Working with the Brazilian government and business and education officials, Intel and its collaborators installed a state-of-the-art WiMAX network for a primary healthcare center, two public schools, a community center and Amazon University. Intel also donated and installed telemedicine equipment at the health center and computer labs at the two schools where students and teachers can regularly connect to the outside world for the first time.
"We've been blessed with this project," said Parintins Mayor Frank Bi Garcia. "We're really isolated and don't have the conditions to receive the Internet with cables. So we're receiving it wireless, from antennas, from satellite access to wireless Internet is a great pleasure for us.

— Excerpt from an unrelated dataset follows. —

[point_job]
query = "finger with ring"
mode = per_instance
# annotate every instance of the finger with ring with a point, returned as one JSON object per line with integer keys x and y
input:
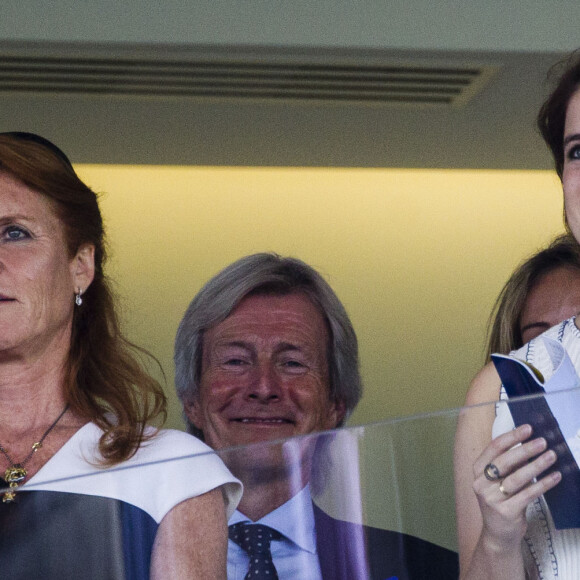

This project will prepare this generation for the future."
Intel led the effort in the island city on the Amazon River with support from Cisco, CPqD, Embratel, Proxim and the Bradesco Foundation, as well as Amazonas State University, Amazonas Federal University and Sao Paulo University.
Intel aims to extend wireless PC access to millions of citizens in Latin America and train more than a million teachers about the effective use of technology in the classroom. In Parintins, Intel has already trained 24 teachers through its education initiatives. The Intel Teach Program teaches teachers how to use technology to improve the way students learn. The Intel Learn Program provides job-readiness skills to underprivileged students between the ages of 10 and 18.
"The student, from the moment he gets in touch with other people, other cultures, with other information beyond the borders of his country, he gets a lot of benefits," said Goncala Do Nacimento Pinto Filha, a fifth grade teacher in Parintins. "The community can keep up with evolution. It can feel equal in social terms as well."
As part of Parintins' digital makeover, Amazon University is starting a telemedicine program developed jointly with the medical school of Sao Paulo University. The new capabilities -- including real-time, video interaction between specialists and patients hundreds of miles apart -- give the town's 32 doctors faster and greater access to the latest medical data or second opinions.
"Telemedicine for us is like a new weapon, a weapon from the future," said Dr. Gregorz Maciejewski, municipal secretary of Health in Parintins.
Doctors say telemedicine will also help in preventing the spread of such diseases as AIDS and leprosy.
The solution in the Amazon is to be followed by others planned by Intel for isolated communities in Africa, Asia and the Middle East, where electricity and telecommunications are unreliable or antiquated and transportation is difficult.
The wireless infrastructure includes short-range Wi-Fi radio transmissions and WiMAX, which has an extended transmitting range of up to 30 miles. WiMAX is designed to be a less costly and more efficient way to build wireless computing and communications networks for broadband access.